21. The method of claim 20, wherein the first telemetry dataset includes the first telemetry data, the first IPU identifier, first date and time information, and the job identifier, and wherein the second telemetry dataset includes the second telemetry data, a second IPU identifier, second date and time information, and the job identifier.

22. The method of claim 21, further comprising:

associating the first telemetry data with the first IPU identifier in the data store in response to receiving the first telemetry dataset; and

associating the second telemetry data with the second IPU identifier in the data store in response to receiving the second telemetry dataset.

23. The method of claim 21, further comprising:

associating the first telemetry data with the job identifier in the data store in response to receiving the first telemetry dataset; and

associating the second telemetry data with the job identifier in the data store in response to receiving the second telemetry dataset.

24. An apparatus comprising:

an infrastructure processing unit (IPU) including: a processor; a first interface to communicatively couple the processor to a first plurality of devices associated with a first device type; a second interface to communicatively couple the processor to a second plurality of devices associated with a second device type; wherein the processor is to: collect a first plurality of telemetry data from the first plurality of devices via the first interface; collect a second plurality of telemetry data from the second plurality of devices via the second interface; generate at least one telemetry dataset including first telemetry data of the first plurality of telemetry data collected from the first plurality of devices and second telemetry data of the second plurality of telemetry data collected from the second plurality of devices; and provide the at least one telemetry dataset to a telemetry data platform.

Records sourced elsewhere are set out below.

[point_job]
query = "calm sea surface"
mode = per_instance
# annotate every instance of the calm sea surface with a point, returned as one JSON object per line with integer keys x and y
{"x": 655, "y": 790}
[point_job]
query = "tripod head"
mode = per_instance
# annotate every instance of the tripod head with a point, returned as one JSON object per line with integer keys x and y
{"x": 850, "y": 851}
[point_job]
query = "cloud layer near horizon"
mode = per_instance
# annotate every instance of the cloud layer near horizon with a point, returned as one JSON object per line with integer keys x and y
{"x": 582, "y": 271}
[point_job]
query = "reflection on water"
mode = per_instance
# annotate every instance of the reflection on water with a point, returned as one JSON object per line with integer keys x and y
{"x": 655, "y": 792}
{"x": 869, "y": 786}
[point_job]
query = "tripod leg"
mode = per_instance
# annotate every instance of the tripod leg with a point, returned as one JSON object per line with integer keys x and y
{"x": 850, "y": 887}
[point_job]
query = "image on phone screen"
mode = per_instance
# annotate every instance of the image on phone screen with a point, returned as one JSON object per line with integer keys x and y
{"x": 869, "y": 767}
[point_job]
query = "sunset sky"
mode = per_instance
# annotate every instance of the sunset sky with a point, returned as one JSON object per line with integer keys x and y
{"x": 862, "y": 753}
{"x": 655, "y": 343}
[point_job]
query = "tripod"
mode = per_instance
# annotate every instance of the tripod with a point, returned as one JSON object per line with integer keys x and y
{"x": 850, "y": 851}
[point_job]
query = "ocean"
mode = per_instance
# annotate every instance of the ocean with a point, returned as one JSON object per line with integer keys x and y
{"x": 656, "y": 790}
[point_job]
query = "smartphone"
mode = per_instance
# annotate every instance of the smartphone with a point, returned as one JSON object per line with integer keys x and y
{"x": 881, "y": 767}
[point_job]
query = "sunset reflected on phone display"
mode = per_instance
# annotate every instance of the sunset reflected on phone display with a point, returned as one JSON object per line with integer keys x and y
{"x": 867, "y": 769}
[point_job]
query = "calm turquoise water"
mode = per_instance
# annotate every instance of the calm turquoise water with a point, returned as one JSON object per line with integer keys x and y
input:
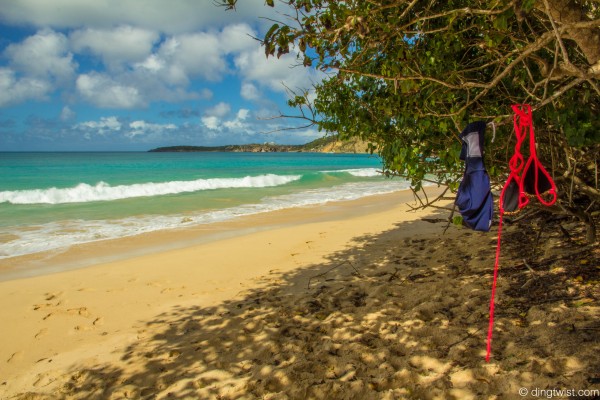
{"x": 54, "y": 200}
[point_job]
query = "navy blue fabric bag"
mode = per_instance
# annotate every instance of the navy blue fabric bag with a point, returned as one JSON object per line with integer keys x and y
{"x": 474, "y": 197}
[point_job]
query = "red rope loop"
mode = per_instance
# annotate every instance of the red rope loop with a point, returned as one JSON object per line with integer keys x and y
{"x": 523, "y": 125}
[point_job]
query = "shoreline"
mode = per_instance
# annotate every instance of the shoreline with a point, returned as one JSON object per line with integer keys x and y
{"x": 93, "y": 253}
{"x": 358, "y": 300}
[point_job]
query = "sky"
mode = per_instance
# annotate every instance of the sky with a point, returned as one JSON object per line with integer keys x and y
{"x": 132, "y": 75}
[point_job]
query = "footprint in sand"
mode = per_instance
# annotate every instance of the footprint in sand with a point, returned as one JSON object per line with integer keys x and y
{"x": 83, "y": 311}
{"x": 41, "y": 333}
{"x": 16, "y": 356}
{"x": 52, "y": 296}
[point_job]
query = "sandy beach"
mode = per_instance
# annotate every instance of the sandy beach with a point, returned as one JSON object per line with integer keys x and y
{"x": 355, "y": 300}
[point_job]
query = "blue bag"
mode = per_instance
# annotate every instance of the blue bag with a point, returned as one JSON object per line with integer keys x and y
{"x": 474, "y": 198}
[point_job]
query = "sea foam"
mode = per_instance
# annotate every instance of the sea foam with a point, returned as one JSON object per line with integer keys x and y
{"x": 71, "y": 232}
{"x": 102, "y": 191}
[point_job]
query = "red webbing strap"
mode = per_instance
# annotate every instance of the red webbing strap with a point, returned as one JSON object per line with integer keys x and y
{"x": 523, "y": 125}
{"x": 492, "y": 303}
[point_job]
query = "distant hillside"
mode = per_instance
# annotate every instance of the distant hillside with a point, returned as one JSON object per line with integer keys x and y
{"x": 327, "y": 144}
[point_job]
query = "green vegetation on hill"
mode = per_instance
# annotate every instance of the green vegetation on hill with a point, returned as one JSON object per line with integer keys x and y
{"x": 326, "y": 144}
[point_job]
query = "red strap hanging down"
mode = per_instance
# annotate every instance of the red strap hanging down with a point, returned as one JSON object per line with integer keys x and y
{"x": 522, "y": 182}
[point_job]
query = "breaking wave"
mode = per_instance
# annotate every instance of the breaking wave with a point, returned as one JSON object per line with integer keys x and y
{"x": 102, "y": 191}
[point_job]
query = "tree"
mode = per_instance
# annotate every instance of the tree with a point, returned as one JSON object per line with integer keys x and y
{"x": 407, "y": 75}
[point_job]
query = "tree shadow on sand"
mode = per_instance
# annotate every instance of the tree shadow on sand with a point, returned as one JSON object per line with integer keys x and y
{"x": 397, "y": 316}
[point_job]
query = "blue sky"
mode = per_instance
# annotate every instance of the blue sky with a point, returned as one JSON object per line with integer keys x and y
{"x": 96, "y": 75}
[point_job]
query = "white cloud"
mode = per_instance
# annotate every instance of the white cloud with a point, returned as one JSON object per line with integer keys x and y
{"x": 211, "y": 123}
{"x": 13, "y": 90}
{"x": 105, "y": 124}
{"x": 220, "y": 110}
{"x": 238, "y": 123}
{"x": 275, "y": 73}
{"x": 140, "y": 127}
{"x": 243, "y": 114}
{"x": 67, "y": 114}
{"x": 249, "y": 91}
{"x": 125, "y": 44}
{"x": 44, "y": 55}
{"x": 102, "y": 91}
{"x": 238, "y": 37}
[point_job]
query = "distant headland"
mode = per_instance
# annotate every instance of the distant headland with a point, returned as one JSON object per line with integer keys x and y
{"x": 327, "y": 144}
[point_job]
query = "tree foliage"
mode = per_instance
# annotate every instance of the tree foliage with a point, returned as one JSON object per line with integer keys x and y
{"x": 408, "y": 75}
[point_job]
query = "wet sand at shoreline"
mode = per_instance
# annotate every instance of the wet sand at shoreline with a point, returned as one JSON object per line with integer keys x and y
{"x": 362, "y": 300}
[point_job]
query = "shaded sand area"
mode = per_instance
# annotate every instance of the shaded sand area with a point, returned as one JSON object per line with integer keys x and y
{"x": 360, "y": 300}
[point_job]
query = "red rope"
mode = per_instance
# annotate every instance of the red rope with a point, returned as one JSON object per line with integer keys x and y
{"x": 523, "y": 125}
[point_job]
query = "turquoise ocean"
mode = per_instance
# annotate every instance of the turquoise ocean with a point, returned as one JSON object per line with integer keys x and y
{"x": 50, "y": 201}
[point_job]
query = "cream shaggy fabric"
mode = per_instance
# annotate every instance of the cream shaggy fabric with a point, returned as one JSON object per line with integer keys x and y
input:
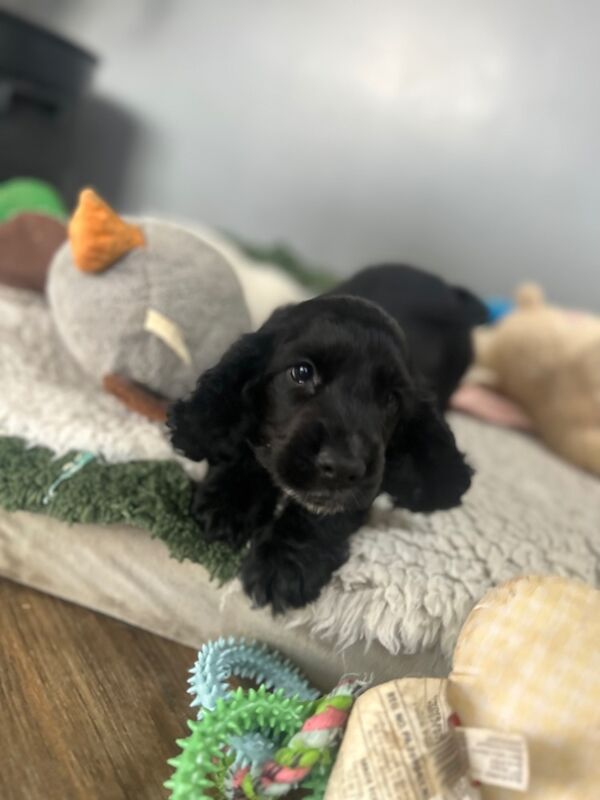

25. The apparatus of claim 24,

wherein the first plurality of devices includes at least two central processing units, at least two storage devices, at least two accelerators, at least two memory devices, or at least two network devices, and

wherein the second plurality of devices includes at least two other central processing units, at least two other storage devices, at least two other accelerators, at least two other memory devices, or at least two other network devices.